School-Based Reforestation Project: Muleba,Tanzania
How much will emissions be reduced or sequestered vs. business as usual levels?
The reforestation effort of 100 million trees will help us capture 2.5 million tons of CO2 per year if all trees survive. We are striving for at least a 90 percent success rate with the help of local communities who will serve as caretakers and stewards. We also will employ a rock mulch overcoat to shade the base of trees from the sun and to help them collect and hold rainwater.
The forest conservation side of the project will include 86 million hectares of existing forests. Until we verify the tree density, it's difficult to estimate the amount of sequestration, but it could be as much as 250 million tons per year. It's obviously a carbon sink that we can't afford to lose.

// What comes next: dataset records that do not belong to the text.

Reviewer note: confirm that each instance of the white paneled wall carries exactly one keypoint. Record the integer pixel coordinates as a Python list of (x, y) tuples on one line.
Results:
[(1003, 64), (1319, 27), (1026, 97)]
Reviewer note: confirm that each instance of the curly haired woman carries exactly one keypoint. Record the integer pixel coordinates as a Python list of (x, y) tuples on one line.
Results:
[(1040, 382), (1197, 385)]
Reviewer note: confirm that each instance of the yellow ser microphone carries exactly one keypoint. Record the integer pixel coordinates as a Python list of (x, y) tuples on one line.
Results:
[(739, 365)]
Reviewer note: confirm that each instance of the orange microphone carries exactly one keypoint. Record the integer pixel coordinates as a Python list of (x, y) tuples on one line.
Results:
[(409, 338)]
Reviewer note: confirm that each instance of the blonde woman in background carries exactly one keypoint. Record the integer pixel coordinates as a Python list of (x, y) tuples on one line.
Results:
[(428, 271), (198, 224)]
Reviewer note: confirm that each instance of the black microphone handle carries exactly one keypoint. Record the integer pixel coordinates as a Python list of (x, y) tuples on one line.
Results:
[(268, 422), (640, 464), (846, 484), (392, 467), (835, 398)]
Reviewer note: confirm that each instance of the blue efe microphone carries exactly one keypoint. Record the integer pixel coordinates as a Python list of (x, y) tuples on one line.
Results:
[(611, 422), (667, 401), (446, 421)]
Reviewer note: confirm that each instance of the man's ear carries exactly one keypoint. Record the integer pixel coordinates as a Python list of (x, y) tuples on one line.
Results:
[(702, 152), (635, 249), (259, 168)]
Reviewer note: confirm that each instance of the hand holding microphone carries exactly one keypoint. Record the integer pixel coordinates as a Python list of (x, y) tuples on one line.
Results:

As we educate and motivate villagers and community members to stop cutting down trees for firewood, the impacts will stack up even more, but estimates are impossible to make, yet.
What are other key benefits?
- Fight poverty by creating local jobs and sustainable income alternatives.
- Promote biodiversity and the conservation of endangered species.
- Defend a fragile ecosystem that supports more than 100 million people.
- Minimize human/wildlife conflict.
- Promote sustainable watershed management.
- Create an international showcase that can be replicated around the world.
- Promote sustainable communities and help save endangered cultures,
- Promote sustainable agriculture.
- Stakeholder engagement, education and support.
What are the proposal’s costs?
Phase I of this project is purely a reforestation and community engagement initiative. It will cost $1.2 million to start three green houses at higher elevations, coordinate the plantings and caretaking of 10 million trees, and conduct community seminars across three districts.
Phase II will reforest more of Tanzania with 100 million trees, promote beekeeping, aquaculture, community engagement and conserve 86 million hectares of existing forest.
Phase III expands the projects across East Africa with millions of additional trees per year.
The total cost for all three phases is $538 million. The revenue potential from carbon markets alone could surpass that amount in just one year.
These steps will make the ecosystems and communities more resilient and more efficient. These projects are large enough to help us make a dent in global carbon buildup in the atmosphere. If we can help blunt even one global drought, flood or other form of extreme weather, the value to people around the world will dwarf the investment necessary to bring these projects to life.
All projects are ready to begin immediately.
The forest conservation element can be completely finalized quickly.
All other activities will be complete within two years, except for the "Save Kilimanjaro" project. It will take five years to finalize the reforestation of 100 million trees. All other aspects of that program will be complete and/or implemented within three years.
Several of our peers have proposals that are complementary to ours and we would be honored to include them in the Sacred Seedlings family. Our goal is to help our local partners around the world fund plans that will reduce deforestation, promote reforestation, promote sustainable income for locals and communities, and defend endangered species and all wildlife. The related proposals that appear to be the best fits for our model are:
- Synergies Of Reforestation & Community Empowerment In Kenya (Kijani)
- Analog Forestry: Productive Conservation To Fight Deforestation.
- Red Tree Program: Using Ecosystem Services To Grow Sustainable Communities.
- Eyes Of Virunga: From Poacher To Protector.